30.03.2009
l'instant suspendu
C'est un moment très spécial que celui où arrivent de l'imprimeur les cartons d'un nouveau livre. Car ce livre qu'on a rêvé avant de le penser, qu'on a mille fois relu, dont chaque virgule devrait être en place, ce livre le voilà enfin réel, existant et... irréversible. On feuillette, fébrile le premier de la pile, d'abord rapidement pour s'assurer de l'ordre d'assemblage des cahiers (manquerait plus qu'il commence à la page 47 !), puis plus attentivement par carrotages aléatoires. Pas de coquille ? Pas de saut de page impromptu ? De défaut d'encrage ? Non, rien (quand tout va bien, évidemment). Vous vous risquez à un deuxième examen avec un autre exemplaire, considérez, peut-être hativement, que tous les autres sont du même acabit. Vous submerge alors une onde d'exaltation très égoïste (et d'autant plus délicieuse) : ce livre, qui existe donc, vous êtes le seul être au monde à l'avoir vu. Bien sûr, il y a l'imprimeur aussi et j'imagine qu'il éprouve lui aussi quelque chose, mais à cet instant, assis par terre dans le couloir au milieu des cartons éventrés, vous le comptez pour quantité négligeable. Il en voit tant passer... Tandis que vous... Le temps est comme suspendu, vous êtes dans un monde parallèle.

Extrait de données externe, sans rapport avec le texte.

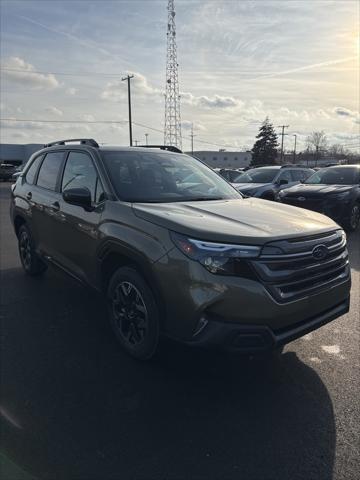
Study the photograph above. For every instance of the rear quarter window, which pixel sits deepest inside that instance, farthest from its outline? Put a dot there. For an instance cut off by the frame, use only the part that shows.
(49, 170)
(32, 171)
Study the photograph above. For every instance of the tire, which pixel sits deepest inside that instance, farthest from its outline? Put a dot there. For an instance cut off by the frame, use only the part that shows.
(30, 260)
(134, 314)
(353, 221)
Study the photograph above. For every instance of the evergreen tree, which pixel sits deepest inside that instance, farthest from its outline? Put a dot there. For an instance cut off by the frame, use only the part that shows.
(265, 147)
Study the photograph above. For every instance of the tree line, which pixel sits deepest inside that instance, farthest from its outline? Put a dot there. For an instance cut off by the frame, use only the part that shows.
(266, 147)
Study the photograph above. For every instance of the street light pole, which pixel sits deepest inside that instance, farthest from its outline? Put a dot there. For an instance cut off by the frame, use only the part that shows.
(294, 135)
(128, 78)
(282, 140)
(192, 138)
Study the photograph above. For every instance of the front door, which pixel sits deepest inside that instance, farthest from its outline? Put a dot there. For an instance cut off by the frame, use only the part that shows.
(78, 229)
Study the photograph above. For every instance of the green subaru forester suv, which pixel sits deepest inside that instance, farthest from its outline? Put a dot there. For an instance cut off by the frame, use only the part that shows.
(176, 250)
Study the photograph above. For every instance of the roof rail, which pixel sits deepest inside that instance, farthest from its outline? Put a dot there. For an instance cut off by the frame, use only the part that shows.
(169, 148)
(83, 141)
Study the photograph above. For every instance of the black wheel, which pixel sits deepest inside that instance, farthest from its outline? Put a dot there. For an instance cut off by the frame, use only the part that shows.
(31, 262)
(354, 218)
(134, 314)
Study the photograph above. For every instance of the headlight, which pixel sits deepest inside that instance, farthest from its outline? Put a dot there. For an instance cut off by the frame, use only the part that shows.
(221, 258)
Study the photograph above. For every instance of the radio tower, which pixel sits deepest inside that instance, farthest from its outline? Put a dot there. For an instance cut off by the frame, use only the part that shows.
(172, 131)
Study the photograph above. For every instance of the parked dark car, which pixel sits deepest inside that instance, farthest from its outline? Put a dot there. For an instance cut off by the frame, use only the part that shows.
(230, 174)
(194, 261)
(333, 191)
(6, 171)
(266, 182)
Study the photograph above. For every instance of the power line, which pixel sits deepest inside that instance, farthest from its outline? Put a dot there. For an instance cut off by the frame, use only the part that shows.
(27, 120)
(70, 74)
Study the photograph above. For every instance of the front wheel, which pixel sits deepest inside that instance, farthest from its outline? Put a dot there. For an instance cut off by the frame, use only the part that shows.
(31, 262)
(354, 218)
(134, 314)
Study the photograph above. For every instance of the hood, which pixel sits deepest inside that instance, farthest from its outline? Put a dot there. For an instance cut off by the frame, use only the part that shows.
(316, 190)
(248, 187)
(236, 220)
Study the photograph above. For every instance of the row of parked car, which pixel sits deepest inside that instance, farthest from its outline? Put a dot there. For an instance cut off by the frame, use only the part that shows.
(333, 191)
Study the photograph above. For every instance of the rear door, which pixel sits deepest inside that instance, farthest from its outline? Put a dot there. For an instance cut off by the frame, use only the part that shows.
(77, 232)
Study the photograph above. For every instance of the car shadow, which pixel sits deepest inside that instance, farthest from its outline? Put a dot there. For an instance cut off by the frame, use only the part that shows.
(74, 406)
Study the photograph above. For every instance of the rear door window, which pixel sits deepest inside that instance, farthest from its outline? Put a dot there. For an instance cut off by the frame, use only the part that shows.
(49, 170)
(31, 173)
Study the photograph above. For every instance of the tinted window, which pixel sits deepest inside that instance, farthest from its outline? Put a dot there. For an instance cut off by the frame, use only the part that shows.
(49, 170)
(257, 175)
(80, 173)
(31, 173)
(335, 176)
(164, 177)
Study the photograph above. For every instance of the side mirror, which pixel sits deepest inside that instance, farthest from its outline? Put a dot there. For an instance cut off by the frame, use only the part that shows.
(78, 196)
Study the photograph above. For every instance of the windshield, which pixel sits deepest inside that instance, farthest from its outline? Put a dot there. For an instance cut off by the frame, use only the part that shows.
(164, 177)
(335, 176)
(257, 175)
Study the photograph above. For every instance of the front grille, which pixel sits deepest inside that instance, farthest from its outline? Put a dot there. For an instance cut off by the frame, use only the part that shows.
(293, 272)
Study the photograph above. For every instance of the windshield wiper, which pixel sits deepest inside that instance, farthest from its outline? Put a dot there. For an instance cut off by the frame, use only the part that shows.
(199, 199)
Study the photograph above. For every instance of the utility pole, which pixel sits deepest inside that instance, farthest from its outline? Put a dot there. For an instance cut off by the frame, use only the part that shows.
(172, 128)
(282, 140)
(192, 138)
(128, 78)
(294, 135)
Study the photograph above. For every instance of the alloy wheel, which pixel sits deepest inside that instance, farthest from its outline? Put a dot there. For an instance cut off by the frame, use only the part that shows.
(355, 217)
(130, 313)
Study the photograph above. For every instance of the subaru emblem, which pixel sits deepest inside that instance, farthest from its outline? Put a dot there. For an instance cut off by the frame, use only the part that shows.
(320, 252)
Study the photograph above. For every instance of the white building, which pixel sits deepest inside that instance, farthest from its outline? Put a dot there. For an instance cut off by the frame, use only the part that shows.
(223, 158)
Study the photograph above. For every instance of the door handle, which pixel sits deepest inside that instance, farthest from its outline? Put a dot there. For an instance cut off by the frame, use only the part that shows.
(55, 206)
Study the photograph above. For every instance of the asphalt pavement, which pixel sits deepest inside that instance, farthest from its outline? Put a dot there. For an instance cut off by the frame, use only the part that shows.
(74, 406)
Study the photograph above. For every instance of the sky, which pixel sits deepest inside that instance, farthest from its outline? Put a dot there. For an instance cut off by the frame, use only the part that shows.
(296, 62)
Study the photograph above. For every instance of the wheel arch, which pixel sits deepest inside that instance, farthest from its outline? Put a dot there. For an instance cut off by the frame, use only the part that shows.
(19, 220)
(113, 256)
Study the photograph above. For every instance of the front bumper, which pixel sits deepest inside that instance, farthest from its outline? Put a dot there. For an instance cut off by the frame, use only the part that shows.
(260, 338)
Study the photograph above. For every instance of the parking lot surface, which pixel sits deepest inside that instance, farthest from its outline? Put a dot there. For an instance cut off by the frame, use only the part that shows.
(74, 406)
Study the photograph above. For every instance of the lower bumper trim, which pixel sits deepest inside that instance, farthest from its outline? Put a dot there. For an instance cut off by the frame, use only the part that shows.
(257, 338)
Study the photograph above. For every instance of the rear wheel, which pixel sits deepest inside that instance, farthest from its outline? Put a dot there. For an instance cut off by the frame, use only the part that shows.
(30, 260)
(354, 218)
(134, 315)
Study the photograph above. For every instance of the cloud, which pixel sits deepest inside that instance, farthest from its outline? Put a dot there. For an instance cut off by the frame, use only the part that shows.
(346, 113)
(16, 70)
(187, 125)
(54, 111)
(116, 91)
(71, 91)
(214, 102)
(309, 67)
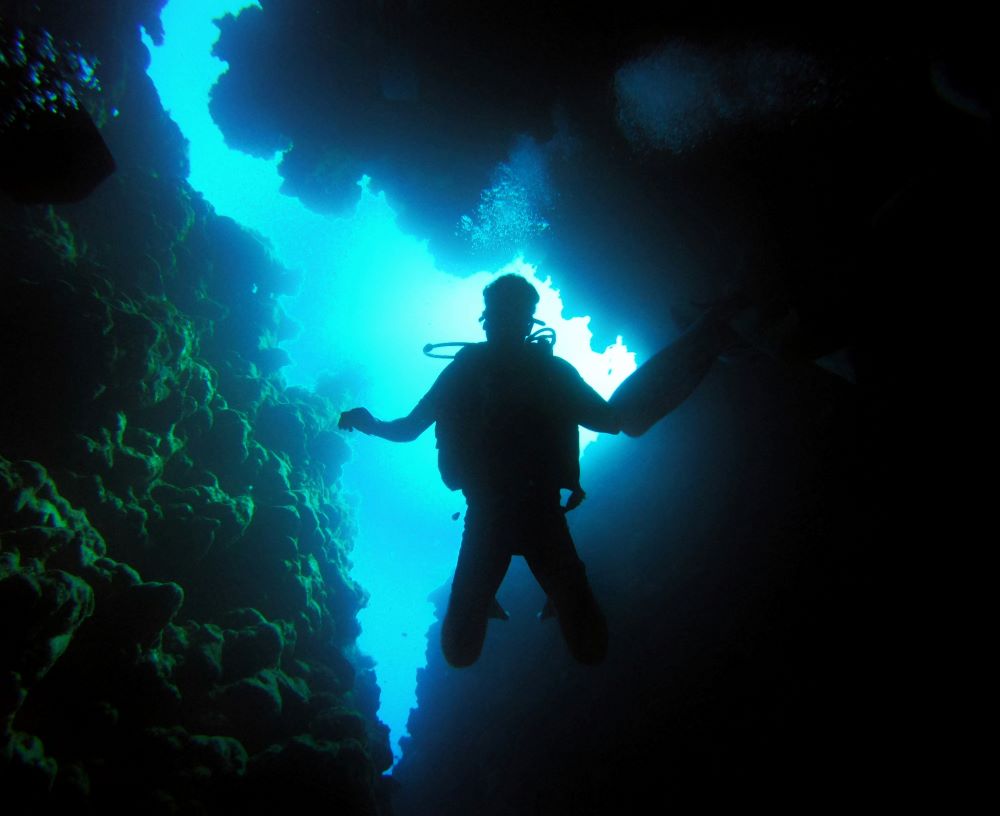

Germe alors une idée absurde, une idée folle comme celles que génère le Démon de la perversité d'Edgar Poe (vous savez bien : face au précipice, se dire qu'on pourrait sauter, que ce serait facile, et peut-être "intéressant"). Et si vous ne montriez jamais ce livre à personne ? Si, vous arrangeant avec l'auteur, vous le fassiez croire à quelque impondérable, quelque impossibibilité impérieuse ? Ce livre qui existe, vous seriez alors le seul à l'avoir vu. L'auteur lui-même... ah, la belle farce !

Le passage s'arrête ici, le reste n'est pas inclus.